6) Keep Meals Simple & Avoid Too Much Variety: Ever heard of having a 'second stomach'? It appears after a really nice meal out at your favourite restaurant when you seemingly feel completely satisfied. You couldn't even polish off all your potatoes. Then the waiter saunters over with the desert menu and suddenly you can spare room for white chocolate and honeycomb parfait, or Tiramisu, or gelato. Why is that? Well it is a little known phenomenon known as sensory specific appetite. Basically this means that you don't just have 1 appetite; you have 5. These appetites cover the 5 main tastes: salty (salt), sweet (sugar), bitter (coffee), sour (lemon) and umami (walnut). The more variety of foods and flavours available, the more you will eat. So once again, the advice would be - DON'T GO TO BUFFET's!
So there are many benefits to dieting without counting calories, including: -
- It is far more sustainable in the long term (no one wants to be tracking calories forever)
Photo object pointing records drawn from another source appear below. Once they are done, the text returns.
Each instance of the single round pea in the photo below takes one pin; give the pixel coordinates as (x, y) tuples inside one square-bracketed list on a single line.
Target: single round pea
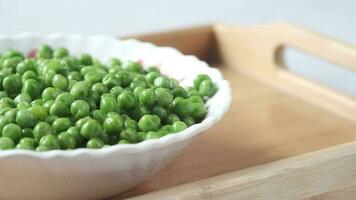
[(24, 66), (126, 100), (179, 92), (162, 81), (12, 131), (160, 112), (172, 118), (123, 142), (117, 90), (11, 114), (95, 143), (91, 129), (152, 135), (179, 126), (29, 75), (12, 84), (61, 124), (60, 82), (148, 97), (129, 135), (149, 123), (86, 59), (6, 143), (113, 123), (164, 96), (188, 121), (42, 129), (59, 109), (50, 93), (67, 141), (27, 133), (50, 141), (200, 78), (130, 123), (25, 118), (79, 109), (108, 104), (98, 115), (44, 51), (79, 90), (207, 88), (151, 76), (60, 53), (74, 75)]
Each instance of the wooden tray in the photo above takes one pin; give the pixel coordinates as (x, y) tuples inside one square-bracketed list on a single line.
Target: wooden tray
[(283, 137)]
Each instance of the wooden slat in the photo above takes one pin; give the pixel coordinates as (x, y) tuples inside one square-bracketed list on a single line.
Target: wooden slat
[(263, 125)]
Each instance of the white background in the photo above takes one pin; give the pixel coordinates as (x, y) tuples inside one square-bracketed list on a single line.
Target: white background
[(333, 17)]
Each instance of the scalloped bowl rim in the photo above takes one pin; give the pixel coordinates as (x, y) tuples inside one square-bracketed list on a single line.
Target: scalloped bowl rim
[(224, 93)]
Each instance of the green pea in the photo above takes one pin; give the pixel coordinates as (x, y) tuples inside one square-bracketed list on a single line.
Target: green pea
[(95, 143), (130, 123), (59, 109), (152, 135), (12, 84), (179, 92), (149, 123), (79, 109), (164, 96), (32, 87), (11, 114), (12, 54), (148, 97), (74, 75), (79, 90), (60, 82), (6, 143), (50, 93), (124, 78), (100, 88), (60, 53), (44, 51), (117, 90), (61, 124), (12, 131), (24, 66), (160, 112), (91, 129), (129, 135), (172, 118), (151, 76), (50, 141), (163, 82), (67, 141), (126, 100), (123, 142), (27, 133), (188, 121), (29, 75), (42, 129), (86, 59), (66, 98), (113, 123), (207, 88), (25, 118)]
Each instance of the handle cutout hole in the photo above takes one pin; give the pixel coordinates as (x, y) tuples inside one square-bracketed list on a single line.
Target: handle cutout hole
[(318, 70)]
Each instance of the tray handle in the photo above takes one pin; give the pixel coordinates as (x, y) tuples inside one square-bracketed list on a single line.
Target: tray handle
[(256, 51), (265, 41)]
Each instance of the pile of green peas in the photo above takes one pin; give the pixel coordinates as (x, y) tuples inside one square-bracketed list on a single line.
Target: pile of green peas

- It is far less stressful
- It makes eating out socially much easier
However, it does come with the caveat that it is far easier to eat intuitively having tracked calories previously. Tracking gives you a greater awareness of the calorie content of the foods you commonly eat, plus a greater understanding of what your portion size should be. So my advice would be this:
Set aside a couple of weeks to track intake. Gain an understanding of how much you need to eat to lose weight (or maintain weight). Pay attention to how certain foods make you feel. Which satisfy hunger better than others. Then, armed with this information continue to eat intuitively, without the stress of having to get your phone out and track every almond you eat. Every couple of months, spend a week or so tracking calories again to ensure you are on track with your intake. If you are finding progress is hard to come by, spend time counting calories again in order to establish how many calories you need to be consuming for your goal.